As regards voting and reading, no American will be angry with me for saying so much of him; and no Englishman, whatever may be his ideas as to the franchise in his own country, will conceive that Ihave said aught to the dishonor of an American. But as to that dollar-worshiping, it will of course seem that I am abusing the New Yorkers. We all know what a wretchedly wicked thing money is--how it stands between us and heaven--how it hardens our hearts and makes vulgar our thoughts! Dives has ever gone to the devil, while Lazarus has been laid up in heavenly lavender. The hand that employs itself in compelling gold to enter the service of man has always been stigmatized as the ravisher of things sacred. The world is agreed about that, and therefore the New Yorker is in a bad way. There are very few citizens in any town known to me which under this dispensation are in a good way, but the New Yorker is in about the worst way of all. Other men, the world over, worship regularly at the shrine with matins and vespers, nones and complines, and whatever other daily services may be known to the religious houses; but the New Yorker is always on his knees.

That is the amount of the charge which I bring against New York;and now, having laid on my paint thickly, I shall proceed, like an unskillful artist, to scrape a great deal of it off again. New York has been a leading commercial city in the world for not more than fifty or sixty years.
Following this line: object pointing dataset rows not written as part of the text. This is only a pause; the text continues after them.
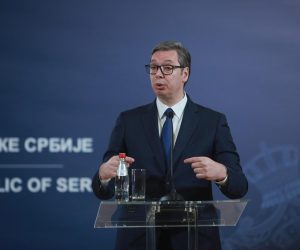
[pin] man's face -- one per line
(169, 88)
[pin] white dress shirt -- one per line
(178, 109)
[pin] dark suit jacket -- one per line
(203, 132)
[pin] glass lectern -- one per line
(150, 215)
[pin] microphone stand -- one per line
(172, 195)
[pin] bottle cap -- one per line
(122, 155)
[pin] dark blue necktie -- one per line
(167, 134)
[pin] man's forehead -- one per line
(165, 56)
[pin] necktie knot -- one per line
(169, 113)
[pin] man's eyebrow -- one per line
(166, 61)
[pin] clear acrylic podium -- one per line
(151, 215)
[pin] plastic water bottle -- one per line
(122, 180)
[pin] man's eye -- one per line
(153, 67)
(168, 67)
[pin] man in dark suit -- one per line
(204, 153)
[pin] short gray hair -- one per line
(184, 57)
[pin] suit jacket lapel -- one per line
(189, 124)
(150, 123)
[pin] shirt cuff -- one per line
(222, 182)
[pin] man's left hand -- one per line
(207, 169)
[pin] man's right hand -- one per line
(108, 170)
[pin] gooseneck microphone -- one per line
(168, 142)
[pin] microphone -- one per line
(172, 195)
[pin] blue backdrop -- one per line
(69, 67)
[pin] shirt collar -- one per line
(178, 108)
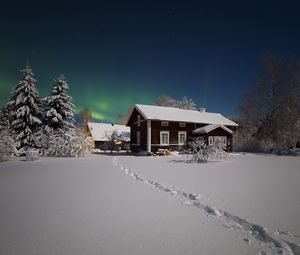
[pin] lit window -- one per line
(164, 138)
(138, 137)
(181, 138)
(210, 140)
(139, 120)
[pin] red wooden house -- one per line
(156, 127)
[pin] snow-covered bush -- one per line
(201, 152)
(64, 144)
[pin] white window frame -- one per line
(138, 137)
(181, 133)
(163, 133)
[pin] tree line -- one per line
(46, 124)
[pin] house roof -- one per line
(209, 128)
(153, 112)
(102, 131)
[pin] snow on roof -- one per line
(153, 112)
(208, 128)
(102, 131)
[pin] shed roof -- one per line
(152, 112)
(102, 131)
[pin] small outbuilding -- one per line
(101, 134)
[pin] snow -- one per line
(121, 204)
(153, 112)
(103, 131)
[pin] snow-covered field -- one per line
(121, 204)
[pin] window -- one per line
(181, 138)
(164, 137)
(139, 120)
(138, 137)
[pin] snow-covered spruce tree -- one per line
(24, 111)
(7, 144)
(62, 138)
(59, 107)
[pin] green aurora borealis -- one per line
(105, 101)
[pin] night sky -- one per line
(118, 53)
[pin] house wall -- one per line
(133, 133)
(173, 128)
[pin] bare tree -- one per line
(271, 107)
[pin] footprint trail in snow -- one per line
(265, 241)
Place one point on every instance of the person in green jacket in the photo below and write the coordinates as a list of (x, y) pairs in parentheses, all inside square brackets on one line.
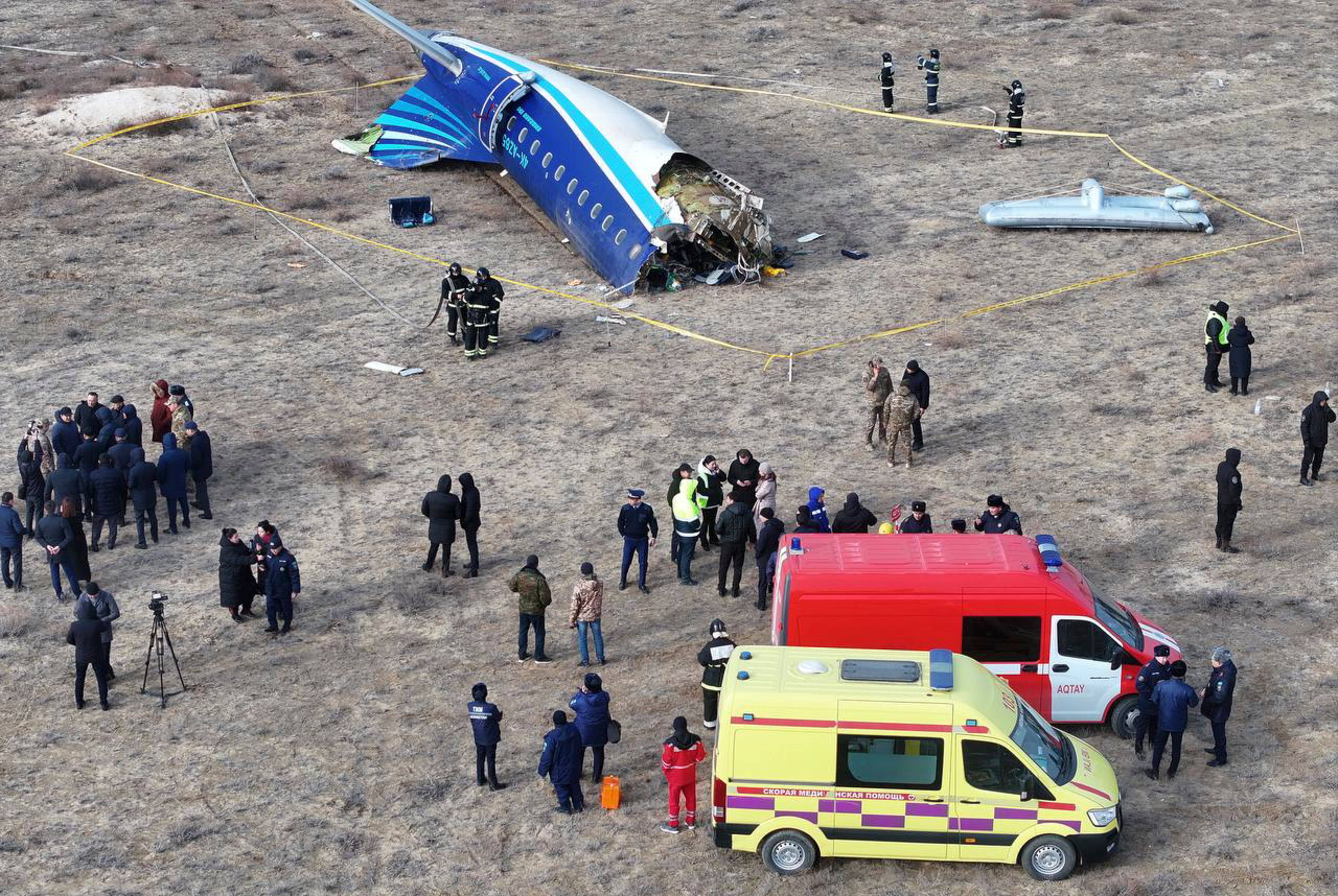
[(534, 600)]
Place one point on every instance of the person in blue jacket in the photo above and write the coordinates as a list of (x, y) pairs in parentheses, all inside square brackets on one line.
[(561, 764), (486, 719), (818, 509), (172, 482), (1174, 700), (201, 467), (592, 709)]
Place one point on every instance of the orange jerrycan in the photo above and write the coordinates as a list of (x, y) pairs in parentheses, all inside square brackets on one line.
[(611, 795)]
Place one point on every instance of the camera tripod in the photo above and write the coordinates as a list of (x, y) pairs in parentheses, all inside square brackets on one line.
[(156, 645)]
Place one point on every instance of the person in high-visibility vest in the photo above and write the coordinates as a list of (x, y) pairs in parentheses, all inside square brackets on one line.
[(1215, 331)]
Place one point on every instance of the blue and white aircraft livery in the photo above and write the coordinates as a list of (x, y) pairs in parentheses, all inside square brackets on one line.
[(631, 200)]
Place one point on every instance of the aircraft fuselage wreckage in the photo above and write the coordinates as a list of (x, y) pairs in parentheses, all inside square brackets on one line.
[(631, 200)]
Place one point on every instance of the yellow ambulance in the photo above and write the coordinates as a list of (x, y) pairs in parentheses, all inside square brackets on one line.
[(900, 755)]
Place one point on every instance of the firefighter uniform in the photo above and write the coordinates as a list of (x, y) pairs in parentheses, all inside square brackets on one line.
[(1016, 101), (932, 70), (889, 79), (1149, 677), (454, 289), (714, 658)]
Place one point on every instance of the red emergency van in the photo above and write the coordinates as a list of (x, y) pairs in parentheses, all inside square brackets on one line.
[(1037, 624)]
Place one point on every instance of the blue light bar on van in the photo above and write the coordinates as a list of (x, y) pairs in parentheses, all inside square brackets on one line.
[(1050, 553), (941, 669)]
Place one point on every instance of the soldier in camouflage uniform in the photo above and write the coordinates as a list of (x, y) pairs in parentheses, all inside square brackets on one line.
[(901, 411), (878, 386)]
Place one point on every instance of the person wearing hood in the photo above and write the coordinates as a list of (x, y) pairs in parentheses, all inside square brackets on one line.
[(736, 534), (1314, 436), (805, 522), (486, 721), (470, 522), (1240, 342), (743, 477), (769, 543), (141, 482), (160, 418), (172, 482), (1215, 344), (106, 609), (133, 426), (441, 509), (65, 482), (765, 494), (999, 518), (109, 502), (687, 526), (902, 412), (236, 584), (711, 495), (65, 435), (818, 509), (86, 634), (591, 704), (561, 763), (712, 660), (585, 613), (1217, 703), (854, 517), (86, 415), (1229, 499), (201, 467), (679, 760), (534, 598)]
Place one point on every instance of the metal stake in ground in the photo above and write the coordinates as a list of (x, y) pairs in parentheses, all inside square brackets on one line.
[(157, 638)]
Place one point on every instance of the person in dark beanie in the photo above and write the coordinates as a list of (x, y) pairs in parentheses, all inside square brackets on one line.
[(679, 760), (1240, 340), (1229, 499), (470, 522), (236, 584), (592, 708), (999, 518), (1174, 700), (736, 534), (639, 530), (712, 660), (561, 764), (769, 543), (920, 522), (486, 721), (441, 509), (105, 606), (86, 636), (534, 598), (1314, 436), (201, 467), (1217, 703), (854, 517)]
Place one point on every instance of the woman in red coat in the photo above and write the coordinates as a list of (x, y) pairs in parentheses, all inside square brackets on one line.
[(161, 418)]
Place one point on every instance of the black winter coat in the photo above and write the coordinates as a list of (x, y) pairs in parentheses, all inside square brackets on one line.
[(236, 585), (1240, 339), (441, 509), (1314, 422)]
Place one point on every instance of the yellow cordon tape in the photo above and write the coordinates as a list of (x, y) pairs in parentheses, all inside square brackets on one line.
[(771, 356)]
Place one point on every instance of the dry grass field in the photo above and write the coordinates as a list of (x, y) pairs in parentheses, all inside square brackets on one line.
[(338, 759)]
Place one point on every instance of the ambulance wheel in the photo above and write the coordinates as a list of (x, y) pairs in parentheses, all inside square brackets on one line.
[(789, 852), (1050, 858), (1123, 716)]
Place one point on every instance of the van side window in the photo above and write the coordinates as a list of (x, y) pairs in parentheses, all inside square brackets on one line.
[(1082, 640), (992, 767), (996, 640), (870, 761)]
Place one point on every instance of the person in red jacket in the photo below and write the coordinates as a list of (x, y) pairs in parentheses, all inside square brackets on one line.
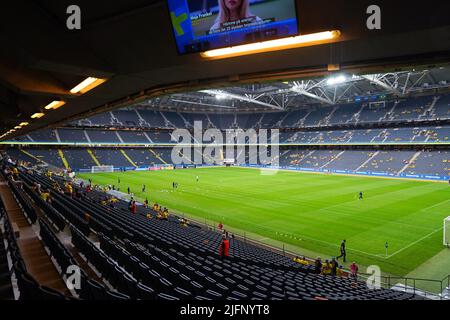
[(224, 248), (133, 207)]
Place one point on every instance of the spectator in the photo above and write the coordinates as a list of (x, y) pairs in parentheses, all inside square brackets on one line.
[(340, 272), (301, 261), (318, 265), (133, 207), (354, 270), (326, 268), (224, 248), (334, 266)]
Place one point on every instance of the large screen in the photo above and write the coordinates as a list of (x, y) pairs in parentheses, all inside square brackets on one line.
[(201, 25)]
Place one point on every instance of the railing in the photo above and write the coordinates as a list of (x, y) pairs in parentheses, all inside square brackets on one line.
[(427, 288), (411, 285)]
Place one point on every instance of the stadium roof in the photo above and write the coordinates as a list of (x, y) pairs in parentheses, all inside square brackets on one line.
[(130, 43), (285, 95)]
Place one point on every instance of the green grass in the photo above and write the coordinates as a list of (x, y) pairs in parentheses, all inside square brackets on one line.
[(310, 213)]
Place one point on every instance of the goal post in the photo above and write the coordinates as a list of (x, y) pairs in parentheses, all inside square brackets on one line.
[(97, 169), (447, 232)]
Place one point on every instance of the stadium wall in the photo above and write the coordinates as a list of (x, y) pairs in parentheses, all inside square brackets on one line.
[(349, 172)]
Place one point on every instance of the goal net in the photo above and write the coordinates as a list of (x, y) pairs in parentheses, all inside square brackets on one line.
[(447, 232), (96, 169)]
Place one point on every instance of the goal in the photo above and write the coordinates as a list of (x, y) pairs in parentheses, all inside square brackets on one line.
[(447, 232), (96, 169), (229, 162)]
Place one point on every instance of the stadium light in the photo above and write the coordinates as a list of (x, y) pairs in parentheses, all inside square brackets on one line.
[(54, 105), (87, 85), (37, 115), (272, 45), (336, 80)]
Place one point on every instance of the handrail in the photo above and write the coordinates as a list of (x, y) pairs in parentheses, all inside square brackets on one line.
[(387, 280)]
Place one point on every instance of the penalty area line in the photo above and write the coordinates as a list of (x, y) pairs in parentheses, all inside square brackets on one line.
[(413, 243)]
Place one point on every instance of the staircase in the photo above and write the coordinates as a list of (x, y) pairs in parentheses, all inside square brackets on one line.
[(32, 156), (97, 163), (128, 158), (6, 289), (38, 263), (157, 156), (63, 159), (410, 162), (367, 161)]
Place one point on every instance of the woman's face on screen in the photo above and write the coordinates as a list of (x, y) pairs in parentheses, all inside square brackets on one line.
[(232, 4)]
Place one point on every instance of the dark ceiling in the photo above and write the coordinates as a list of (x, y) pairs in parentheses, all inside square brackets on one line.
[(130, 42)]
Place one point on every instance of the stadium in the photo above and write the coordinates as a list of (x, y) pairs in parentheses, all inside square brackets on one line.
[(151, 171)]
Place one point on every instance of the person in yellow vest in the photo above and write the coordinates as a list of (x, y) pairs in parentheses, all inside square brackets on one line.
[(326, 268), (301, 261), (340, 272), (45, 195), (165, 214)]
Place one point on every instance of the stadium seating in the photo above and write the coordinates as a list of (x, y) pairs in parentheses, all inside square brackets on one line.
[(145, 258)]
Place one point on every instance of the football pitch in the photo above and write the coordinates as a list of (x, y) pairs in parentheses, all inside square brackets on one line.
[(309, 213)]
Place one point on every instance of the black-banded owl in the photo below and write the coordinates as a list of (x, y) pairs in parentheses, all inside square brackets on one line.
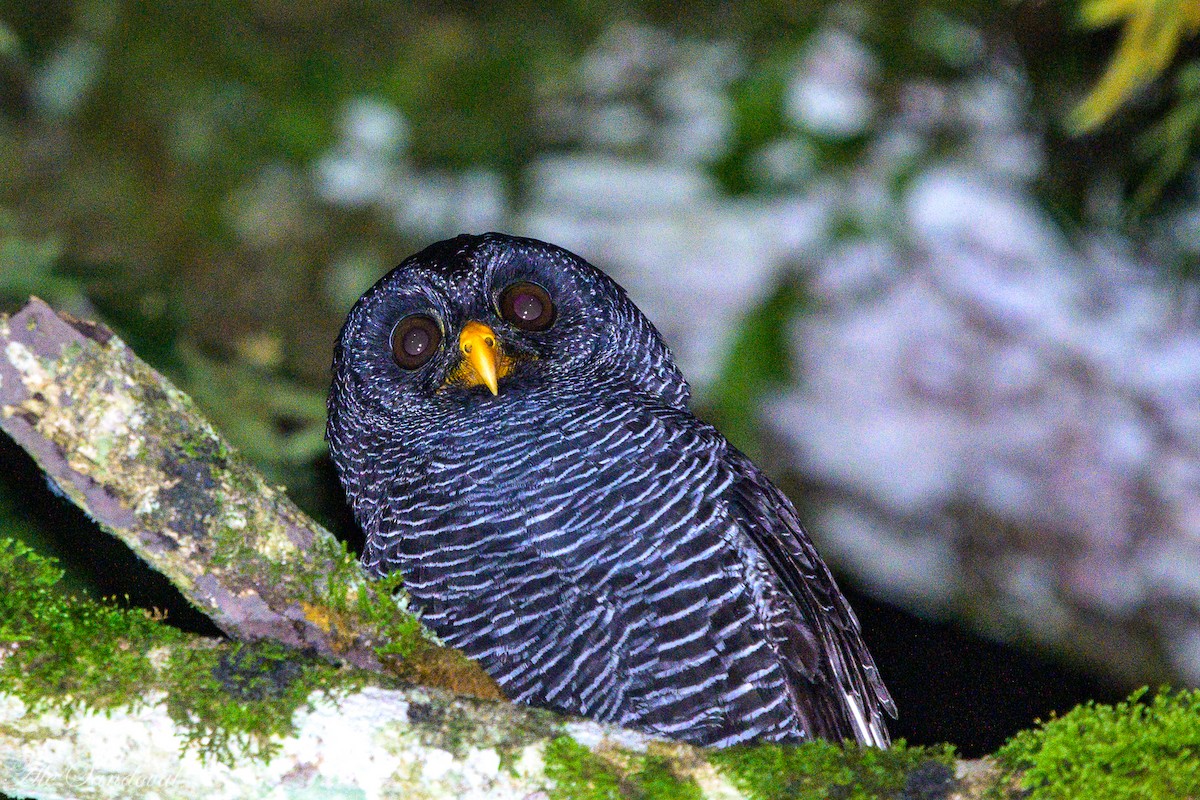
[(515, 438)]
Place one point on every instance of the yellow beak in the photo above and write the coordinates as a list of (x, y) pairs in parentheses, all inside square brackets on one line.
[(483, 356)]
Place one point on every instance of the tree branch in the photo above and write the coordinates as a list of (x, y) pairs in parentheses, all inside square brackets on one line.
[(133, 451)]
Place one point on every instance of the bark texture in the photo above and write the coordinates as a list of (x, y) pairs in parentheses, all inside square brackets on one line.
[(135, 452)]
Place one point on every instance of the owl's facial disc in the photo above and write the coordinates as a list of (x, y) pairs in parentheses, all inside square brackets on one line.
[(484, 360)]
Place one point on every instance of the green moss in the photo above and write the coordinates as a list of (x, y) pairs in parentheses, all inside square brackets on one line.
[(580, 774), (821, 769), (1138, 749), (71, 655)]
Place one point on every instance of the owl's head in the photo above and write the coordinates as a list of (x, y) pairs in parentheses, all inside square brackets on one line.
[(475, 324)]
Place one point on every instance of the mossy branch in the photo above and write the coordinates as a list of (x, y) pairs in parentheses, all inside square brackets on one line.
[(101, 702), (133, 451)]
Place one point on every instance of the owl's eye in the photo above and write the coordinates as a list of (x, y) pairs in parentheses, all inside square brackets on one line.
[(527, 306), (414, 341)]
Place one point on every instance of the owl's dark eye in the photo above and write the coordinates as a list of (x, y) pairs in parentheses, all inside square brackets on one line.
[(414, 341), (527, 306)]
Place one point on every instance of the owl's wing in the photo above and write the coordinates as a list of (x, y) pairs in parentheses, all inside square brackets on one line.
[(837, 684)]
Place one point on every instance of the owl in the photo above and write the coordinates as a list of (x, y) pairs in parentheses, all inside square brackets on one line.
[(516, 440)]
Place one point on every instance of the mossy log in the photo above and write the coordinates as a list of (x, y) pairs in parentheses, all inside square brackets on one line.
[(131, 450)]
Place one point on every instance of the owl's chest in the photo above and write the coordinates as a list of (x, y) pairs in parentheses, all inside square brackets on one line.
[(595, 499)]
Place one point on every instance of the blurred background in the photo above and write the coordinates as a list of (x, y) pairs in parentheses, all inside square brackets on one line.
[(934, 264)]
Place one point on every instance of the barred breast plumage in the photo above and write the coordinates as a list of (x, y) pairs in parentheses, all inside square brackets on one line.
[(559, 515)]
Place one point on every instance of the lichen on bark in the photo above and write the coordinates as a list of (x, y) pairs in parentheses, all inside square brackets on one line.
[(136, 453)]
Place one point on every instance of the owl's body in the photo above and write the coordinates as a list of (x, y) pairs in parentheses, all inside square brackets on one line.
[(593, 545)]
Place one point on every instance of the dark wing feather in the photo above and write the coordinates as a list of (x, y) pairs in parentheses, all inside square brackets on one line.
[(838, 689)]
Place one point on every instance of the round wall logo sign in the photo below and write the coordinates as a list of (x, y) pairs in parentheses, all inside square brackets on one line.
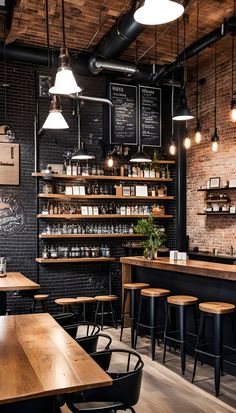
[(11, 215)]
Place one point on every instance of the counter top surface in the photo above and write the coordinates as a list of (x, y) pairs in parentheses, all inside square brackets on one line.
[(192, 267)]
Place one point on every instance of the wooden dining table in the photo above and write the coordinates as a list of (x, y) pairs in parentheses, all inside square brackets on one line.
[(39, 359), (11, 282)]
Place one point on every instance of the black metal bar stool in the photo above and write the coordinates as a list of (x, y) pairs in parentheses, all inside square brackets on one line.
[(40, 299), (66, 303), (131, 290), (217, 311), (84, 301), (102, 301), (180, 336), (154, 296)]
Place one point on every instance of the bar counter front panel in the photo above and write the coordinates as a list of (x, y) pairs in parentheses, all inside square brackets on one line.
[(206, 280)]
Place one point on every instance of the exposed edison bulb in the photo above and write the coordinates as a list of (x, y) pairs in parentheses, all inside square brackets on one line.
[(233, 114), (110, 162), (172, 149), (187, 142), (198, 136), (214, 146)]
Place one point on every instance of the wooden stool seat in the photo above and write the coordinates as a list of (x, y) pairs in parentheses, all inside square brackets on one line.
[(216, 307), (66, 301), (182, 299), (82, 300), (41, 297), (155, 292), (136, 286), (106, 298)]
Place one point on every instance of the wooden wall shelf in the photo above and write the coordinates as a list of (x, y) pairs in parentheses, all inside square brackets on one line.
[(71, 260), (99, 177), (60, 236), (79, 216), (215, 213), (64, 197)]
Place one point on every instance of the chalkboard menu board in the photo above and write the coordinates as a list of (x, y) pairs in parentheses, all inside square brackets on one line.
[(149, 116), (123, 115)]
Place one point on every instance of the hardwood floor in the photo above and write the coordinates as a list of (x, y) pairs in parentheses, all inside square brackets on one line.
[(164, 390)]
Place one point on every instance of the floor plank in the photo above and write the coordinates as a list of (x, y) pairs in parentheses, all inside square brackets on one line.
[(164, 390)]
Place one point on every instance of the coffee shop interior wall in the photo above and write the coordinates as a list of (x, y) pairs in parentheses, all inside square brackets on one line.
[(20, 247), (208, 232)]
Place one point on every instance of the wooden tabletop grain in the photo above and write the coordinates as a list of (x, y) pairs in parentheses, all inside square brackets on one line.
[(192, 267), (16, 281), (38, 358)]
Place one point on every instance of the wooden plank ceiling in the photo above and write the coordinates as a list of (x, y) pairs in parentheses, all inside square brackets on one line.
[(86, 22)]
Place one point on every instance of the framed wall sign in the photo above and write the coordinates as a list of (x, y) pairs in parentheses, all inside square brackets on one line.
[(123, 125), (214, 182), (9, 163), (149, 116)]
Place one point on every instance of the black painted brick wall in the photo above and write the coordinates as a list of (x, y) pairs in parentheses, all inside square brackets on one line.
[(20, 248)]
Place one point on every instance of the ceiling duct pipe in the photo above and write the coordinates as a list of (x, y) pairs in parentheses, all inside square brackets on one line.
[(120, 36), (201, 44), (97, 64)]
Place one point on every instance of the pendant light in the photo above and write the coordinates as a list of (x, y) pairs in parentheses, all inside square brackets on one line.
[(182, 112), (65, 83), (187, 140), (81, 153), (198, 129), (233, 95), (215, 137), (140, 156), (158, 12), (55, 119)]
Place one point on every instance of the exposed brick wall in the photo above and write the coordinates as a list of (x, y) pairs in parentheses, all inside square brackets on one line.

As far as I can learn, its population at the close of the last century did not exceed 60,000, and ten years later it had not reached 100,000. In 1860 it had reached nearly 800,000 in the City of New York itself. To this number must be added the numbers of Brooklyn, Williamsburg, and Jersey City, in order that a true conception may be had of the population of this American metropolis, seeing that those places are as much a part of New York as Southwark is of London. By this the total will be swelled to considerably above a million. It will no doubt be admitted that this growth has been very fast, and that New York may well be proud of it. Increase of population is, I take it, the only trustworthy sign of a nation's success or of a city's success.

We boast that London has beaten the other cities of the world, and think that that boast is enough to cover all the social sins for which London has to confess her guilt. New York, beginning with 60,000 sixty years since, has now a million souls--a million mouths, all of which eat a sufficiency of bread, all of which speak ore rotundo, and almost all of which can read. And this has come of its love of dollars.

For myself I do not believe that Dives is so black as he is painted or that his peril is so imminent. To reconcile such an opinion with holy writ might place me in some difficulty were I a clergyman. Clergymen, in these days, are surrounded by difficulties of this nature--finding it necessary to explain away many old-established teachings which narrowed the Christian Church, and to open the door wide enough to satisfy the aspirations and natural hopes of instructed men. The brethren of Dives are now so many and so intelligent that they will no longer consent to be damned without looking closely into the matter themselves. I will leave them to settle the matter with the Church, merely assuring them of my sympathy in their little difficulties in any case in which mere money causes the hitch.